Anyone who regularly uses a wood burning stove or fireplace knows that not all wood produces the same results. Certain wood produces more heat, other crackles nicely or produces less creosote build-up in your fireplace. So if you’re asking what is the best wood for a wood burning stove or fireplace, the answer is going to be different for everyone. To help you make this decision, here’s a guide on different types of firewood.

Hardwood or Softwood

best firewood for wood burning stove

You’ve probably heard of the term hardwood, but most likely in reference to floors. But what is the difference between hardwood and softwood firewood?

Hardwood is a more dense type of wood. It burns hotter and longer, so you’ll need lesser amounts to keep your house warm. However, it’s more expensive in comparison to softwood. And since it’s so dense, it’s harder to split the logs.

Hardwood trees: maple, oak, birch, ash, and fruit trees.

Softwood, on the other hand, is easy to split and is good for starting the fire. The negative, though, is that it creates creosote build-up. It’s also highly flammable and burns out very quickly. So it isn’t the best option for heating a home.

Softwood trees: pine, alder, balsam, and spruce.

Seasoned vs Unseasoned

When choosing firewood for warming up your home, your first pick should be seasoned wood. It produces the best results for the ideal fire with better burning and more heat. Seasoned means that it has gone through a process of drying, which can take between 6 months up to a year. Preferably over a year.

Freshly chopped wood has up to 50% of water content. Burning such wood will only result in a lot of smoke, which is a strong pollutant. Also, green wood doesn’t light easily and it’s difficult to keep it burning.

You can tell the difference between the two just with a simple inspection. Seasoned wood will look white and dry on the inside. It will also usually have darkened ends with visible splits. Seasoned wood is also relatively lightweight and it’s less aromatic than green wood.

Freshly cut wood, on the other hand, will look like it just came out of the lumber mill and will generally have the same color of the exposed surface.

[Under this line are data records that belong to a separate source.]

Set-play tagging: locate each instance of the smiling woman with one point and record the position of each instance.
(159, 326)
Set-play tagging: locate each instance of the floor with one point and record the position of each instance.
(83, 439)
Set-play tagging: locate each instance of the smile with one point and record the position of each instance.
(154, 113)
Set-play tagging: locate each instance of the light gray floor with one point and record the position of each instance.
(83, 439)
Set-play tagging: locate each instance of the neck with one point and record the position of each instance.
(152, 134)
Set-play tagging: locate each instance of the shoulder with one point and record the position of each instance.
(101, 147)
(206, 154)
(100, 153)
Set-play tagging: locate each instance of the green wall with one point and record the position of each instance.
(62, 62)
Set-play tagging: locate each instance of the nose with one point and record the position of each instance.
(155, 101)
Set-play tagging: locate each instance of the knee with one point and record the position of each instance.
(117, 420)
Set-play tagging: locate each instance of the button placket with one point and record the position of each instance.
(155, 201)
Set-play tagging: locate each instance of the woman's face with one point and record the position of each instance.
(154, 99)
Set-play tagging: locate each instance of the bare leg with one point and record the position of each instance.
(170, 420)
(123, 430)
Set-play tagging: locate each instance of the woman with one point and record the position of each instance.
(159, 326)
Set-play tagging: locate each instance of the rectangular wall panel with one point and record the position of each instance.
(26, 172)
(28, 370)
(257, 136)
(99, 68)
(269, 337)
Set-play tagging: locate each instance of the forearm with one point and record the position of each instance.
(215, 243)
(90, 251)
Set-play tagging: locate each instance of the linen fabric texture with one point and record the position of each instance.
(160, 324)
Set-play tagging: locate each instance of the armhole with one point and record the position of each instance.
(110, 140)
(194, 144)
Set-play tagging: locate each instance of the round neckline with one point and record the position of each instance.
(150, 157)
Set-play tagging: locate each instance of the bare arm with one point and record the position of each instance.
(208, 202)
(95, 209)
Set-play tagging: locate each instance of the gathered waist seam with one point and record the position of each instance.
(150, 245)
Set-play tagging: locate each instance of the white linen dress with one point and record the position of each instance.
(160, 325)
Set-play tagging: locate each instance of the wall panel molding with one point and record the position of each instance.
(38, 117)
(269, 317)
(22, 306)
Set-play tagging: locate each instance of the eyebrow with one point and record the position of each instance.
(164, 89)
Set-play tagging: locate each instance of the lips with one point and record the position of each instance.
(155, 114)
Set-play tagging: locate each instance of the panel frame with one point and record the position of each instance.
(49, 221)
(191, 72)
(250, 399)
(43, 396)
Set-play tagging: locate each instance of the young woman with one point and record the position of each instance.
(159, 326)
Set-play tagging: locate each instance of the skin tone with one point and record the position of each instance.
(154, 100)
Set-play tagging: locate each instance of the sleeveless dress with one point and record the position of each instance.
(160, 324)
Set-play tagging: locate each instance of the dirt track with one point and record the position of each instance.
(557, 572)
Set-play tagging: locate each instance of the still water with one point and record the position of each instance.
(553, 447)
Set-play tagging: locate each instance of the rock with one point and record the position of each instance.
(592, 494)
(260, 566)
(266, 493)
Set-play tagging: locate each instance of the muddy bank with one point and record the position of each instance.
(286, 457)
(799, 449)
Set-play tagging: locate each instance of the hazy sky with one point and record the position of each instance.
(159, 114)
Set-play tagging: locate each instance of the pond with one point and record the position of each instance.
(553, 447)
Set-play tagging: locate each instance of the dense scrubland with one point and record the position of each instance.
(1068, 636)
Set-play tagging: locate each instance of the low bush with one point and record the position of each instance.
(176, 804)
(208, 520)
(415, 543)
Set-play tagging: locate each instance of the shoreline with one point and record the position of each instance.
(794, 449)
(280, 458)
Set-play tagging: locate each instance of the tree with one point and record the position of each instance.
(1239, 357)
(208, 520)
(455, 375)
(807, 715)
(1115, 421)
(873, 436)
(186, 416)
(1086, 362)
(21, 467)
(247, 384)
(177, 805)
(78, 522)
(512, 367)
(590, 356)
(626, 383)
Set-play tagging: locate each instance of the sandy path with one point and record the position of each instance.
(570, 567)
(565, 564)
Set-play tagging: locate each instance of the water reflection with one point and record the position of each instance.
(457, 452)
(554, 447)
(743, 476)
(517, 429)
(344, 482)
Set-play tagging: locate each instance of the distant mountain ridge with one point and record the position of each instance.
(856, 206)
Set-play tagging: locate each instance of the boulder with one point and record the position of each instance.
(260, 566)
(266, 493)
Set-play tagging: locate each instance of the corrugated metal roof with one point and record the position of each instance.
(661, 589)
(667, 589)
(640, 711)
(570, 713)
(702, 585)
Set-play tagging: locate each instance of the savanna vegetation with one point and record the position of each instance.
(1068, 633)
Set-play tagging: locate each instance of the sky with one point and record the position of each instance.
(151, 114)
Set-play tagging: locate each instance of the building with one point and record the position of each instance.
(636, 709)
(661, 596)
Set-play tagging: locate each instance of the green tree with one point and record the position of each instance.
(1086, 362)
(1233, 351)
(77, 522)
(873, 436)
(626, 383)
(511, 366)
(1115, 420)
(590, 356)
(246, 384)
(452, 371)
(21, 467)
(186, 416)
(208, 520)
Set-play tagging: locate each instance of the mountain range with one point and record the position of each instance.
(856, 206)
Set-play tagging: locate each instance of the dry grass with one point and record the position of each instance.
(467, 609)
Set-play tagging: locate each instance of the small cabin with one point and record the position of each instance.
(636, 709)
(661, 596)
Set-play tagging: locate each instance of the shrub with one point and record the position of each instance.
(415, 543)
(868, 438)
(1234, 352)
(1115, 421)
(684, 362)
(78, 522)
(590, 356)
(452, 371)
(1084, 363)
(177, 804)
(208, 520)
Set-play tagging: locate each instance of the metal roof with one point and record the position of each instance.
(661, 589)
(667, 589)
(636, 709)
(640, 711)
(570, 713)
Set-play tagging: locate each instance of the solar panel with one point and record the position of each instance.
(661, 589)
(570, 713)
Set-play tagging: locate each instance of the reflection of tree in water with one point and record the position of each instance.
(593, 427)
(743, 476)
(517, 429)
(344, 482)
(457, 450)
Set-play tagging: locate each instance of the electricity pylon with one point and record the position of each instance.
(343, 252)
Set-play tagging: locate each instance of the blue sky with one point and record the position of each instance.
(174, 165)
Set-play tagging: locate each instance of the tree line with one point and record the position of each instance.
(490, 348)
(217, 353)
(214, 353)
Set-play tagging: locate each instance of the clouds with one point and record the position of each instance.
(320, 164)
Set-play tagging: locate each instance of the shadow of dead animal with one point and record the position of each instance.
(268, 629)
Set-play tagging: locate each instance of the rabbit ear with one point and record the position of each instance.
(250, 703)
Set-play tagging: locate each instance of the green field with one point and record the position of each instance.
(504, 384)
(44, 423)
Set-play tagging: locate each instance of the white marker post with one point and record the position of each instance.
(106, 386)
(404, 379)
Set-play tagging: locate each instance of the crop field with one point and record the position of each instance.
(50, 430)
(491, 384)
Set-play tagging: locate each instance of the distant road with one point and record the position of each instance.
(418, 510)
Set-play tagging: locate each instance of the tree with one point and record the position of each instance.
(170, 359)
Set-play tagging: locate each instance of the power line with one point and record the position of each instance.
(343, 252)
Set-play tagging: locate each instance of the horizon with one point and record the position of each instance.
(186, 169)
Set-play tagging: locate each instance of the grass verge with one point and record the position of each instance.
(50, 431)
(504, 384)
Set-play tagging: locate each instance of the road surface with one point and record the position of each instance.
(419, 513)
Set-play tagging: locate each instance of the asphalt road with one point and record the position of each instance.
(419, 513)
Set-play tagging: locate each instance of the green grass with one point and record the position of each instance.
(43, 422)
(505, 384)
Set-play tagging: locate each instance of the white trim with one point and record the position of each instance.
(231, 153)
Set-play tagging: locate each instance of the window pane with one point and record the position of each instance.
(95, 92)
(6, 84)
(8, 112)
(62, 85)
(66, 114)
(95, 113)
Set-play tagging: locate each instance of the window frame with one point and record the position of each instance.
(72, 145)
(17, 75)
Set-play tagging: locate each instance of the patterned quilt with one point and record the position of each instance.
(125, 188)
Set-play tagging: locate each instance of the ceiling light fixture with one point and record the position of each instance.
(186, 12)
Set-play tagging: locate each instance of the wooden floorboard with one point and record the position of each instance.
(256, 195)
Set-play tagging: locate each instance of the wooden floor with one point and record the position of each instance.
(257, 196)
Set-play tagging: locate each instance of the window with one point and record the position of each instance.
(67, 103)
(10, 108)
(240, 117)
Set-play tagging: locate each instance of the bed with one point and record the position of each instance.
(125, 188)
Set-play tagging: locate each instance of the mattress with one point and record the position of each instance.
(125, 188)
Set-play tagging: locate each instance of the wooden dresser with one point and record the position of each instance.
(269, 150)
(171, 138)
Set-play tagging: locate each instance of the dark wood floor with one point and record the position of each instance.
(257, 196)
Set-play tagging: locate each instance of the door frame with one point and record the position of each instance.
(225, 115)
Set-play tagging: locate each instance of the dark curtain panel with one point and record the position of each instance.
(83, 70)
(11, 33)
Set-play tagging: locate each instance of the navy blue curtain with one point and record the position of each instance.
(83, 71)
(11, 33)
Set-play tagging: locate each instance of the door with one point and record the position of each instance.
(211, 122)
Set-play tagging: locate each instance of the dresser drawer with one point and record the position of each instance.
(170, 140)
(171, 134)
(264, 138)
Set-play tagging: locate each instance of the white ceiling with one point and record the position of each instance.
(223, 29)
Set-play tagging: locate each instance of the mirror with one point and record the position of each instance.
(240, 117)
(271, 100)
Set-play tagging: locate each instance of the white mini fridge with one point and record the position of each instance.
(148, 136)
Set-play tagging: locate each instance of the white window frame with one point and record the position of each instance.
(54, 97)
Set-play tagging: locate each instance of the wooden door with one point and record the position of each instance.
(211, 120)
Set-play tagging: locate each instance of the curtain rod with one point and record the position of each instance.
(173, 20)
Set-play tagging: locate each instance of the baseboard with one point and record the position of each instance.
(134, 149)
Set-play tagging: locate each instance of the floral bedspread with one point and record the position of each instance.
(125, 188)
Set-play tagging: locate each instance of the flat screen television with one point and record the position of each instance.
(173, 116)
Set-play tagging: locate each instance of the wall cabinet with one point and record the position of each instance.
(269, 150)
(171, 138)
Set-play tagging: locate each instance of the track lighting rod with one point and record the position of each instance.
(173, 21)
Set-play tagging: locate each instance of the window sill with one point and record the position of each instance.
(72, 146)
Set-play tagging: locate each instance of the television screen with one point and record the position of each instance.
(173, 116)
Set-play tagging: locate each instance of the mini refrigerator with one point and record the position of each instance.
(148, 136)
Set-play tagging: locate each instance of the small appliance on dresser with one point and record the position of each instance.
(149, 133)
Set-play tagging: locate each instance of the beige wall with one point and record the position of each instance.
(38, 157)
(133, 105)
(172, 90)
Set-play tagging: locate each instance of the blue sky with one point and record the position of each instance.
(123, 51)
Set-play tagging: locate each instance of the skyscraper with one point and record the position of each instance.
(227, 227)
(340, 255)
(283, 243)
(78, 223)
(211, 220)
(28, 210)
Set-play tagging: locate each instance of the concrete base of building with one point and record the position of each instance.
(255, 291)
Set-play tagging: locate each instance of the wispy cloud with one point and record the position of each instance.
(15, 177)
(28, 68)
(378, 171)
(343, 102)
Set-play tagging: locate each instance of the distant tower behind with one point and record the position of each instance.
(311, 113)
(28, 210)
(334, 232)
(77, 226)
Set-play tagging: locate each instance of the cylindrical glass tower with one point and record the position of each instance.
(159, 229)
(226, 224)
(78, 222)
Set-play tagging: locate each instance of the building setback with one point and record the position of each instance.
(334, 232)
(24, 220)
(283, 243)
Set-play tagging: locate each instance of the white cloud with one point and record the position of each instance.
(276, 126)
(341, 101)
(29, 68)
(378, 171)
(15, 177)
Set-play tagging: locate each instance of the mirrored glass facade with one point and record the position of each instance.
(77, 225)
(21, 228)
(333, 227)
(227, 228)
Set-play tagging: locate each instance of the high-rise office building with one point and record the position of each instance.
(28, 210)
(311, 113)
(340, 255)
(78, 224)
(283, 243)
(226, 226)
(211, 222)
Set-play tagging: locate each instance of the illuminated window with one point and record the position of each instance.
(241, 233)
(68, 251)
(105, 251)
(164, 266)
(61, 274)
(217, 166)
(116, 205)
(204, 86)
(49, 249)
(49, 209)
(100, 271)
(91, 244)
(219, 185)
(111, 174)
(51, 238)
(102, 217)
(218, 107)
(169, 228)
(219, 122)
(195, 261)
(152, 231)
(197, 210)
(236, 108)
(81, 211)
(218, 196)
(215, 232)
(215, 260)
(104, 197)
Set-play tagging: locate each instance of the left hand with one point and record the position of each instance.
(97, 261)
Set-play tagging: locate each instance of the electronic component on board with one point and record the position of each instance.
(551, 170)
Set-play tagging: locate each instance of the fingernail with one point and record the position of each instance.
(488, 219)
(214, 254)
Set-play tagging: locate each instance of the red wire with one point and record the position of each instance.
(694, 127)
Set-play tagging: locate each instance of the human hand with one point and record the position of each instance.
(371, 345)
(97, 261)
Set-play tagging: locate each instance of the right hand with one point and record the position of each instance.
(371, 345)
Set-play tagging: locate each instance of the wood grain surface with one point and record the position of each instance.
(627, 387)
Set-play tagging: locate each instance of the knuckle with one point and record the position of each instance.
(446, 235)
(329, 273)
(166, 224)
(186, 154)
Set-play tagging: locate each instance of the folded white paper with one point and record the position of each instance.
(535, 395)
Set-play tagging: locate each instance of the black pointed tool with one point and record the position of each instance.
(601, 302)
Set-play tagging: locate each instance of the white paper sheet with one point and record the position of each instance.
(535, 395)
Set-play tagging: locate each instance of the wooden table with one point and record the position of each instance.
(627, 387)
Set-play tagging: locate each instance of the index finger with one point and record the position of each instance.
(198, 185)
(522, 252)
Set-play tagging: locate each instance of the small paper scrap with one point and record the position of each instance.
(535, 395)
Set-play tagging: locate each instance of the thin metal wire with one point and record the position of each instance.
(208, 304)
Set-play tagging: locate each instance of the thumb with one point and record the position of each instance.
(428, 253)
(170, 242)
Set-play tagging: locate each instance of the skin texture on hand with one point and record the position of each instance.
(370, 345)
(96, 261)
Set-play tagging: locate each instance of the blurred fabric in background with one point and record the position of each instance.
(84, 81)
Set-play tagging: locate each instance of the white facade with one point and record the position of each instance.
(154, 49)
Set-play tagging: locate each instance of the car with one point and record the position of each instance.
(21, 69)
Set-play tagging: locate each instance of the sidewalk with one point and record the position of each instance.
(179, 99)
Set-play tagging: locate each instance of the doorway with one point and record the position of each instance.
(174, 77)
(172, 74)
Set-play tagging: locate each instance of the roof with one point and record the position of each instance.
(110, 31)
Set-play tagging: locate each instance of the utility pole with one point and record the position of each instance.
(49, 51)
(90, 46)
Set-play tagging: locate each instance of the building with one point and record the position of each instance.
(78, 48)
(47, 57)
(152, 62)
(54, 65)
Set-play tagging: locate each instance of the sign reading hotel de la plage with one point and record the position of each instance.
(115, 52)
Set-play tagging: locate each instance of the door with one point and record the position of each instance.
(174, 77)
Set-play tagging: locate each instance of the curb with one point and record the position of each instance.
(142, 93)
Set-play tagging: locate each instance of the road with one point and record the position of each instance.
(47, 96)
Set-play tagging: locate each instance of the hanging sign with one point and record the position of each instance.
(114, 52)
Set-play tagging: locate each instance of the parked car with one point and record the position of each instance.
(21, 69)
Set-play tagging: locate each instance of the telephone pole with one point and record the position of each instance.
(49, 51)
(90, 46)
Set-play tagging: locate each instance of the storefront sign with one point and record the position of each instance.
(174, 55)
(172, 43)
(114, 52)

What To Look For When Buying Firewood?

There’re three main heating values that you should look for when choosing the best firewood for your wood burning stove or fireplace. They’re the following:

  • Density. The denser the firewood, the more heat per volume it can produce.
  • BTUs. This value shows the amount of heat you can get per unit of wood.
  • Coaling quality. If the firewood forms coals after burning, the fire will burn longer.

Top 3 Hardwoods


This tree gives the nicest burning firewood. It might take longer to dry it in comparison to other types of firewood. Usually, at least a year. But once it’s properly dried, it will burn slowly and produce an ample amount of heat. The only downside is that it’s difficult to ignite oak, so you might have to find some other type of wood to use as kindling to start the fire.

White Birch

Another great choice is birch firewood. When seasoned, it will burn well and provide medium to high heat. It also readily ignites and when burning looks really nice in the fireplace. But keep in mind that it can come at a cost, as it burns very quickly.

Hard Maple

Maple is another hardwood, so it is also more dense and durable. This equates to better and hotter burning. Due to its density and heaviness, it also burns very slowly, even slower than other good hardwoods, such as oak and hickory. However, the blaze might not be as hot.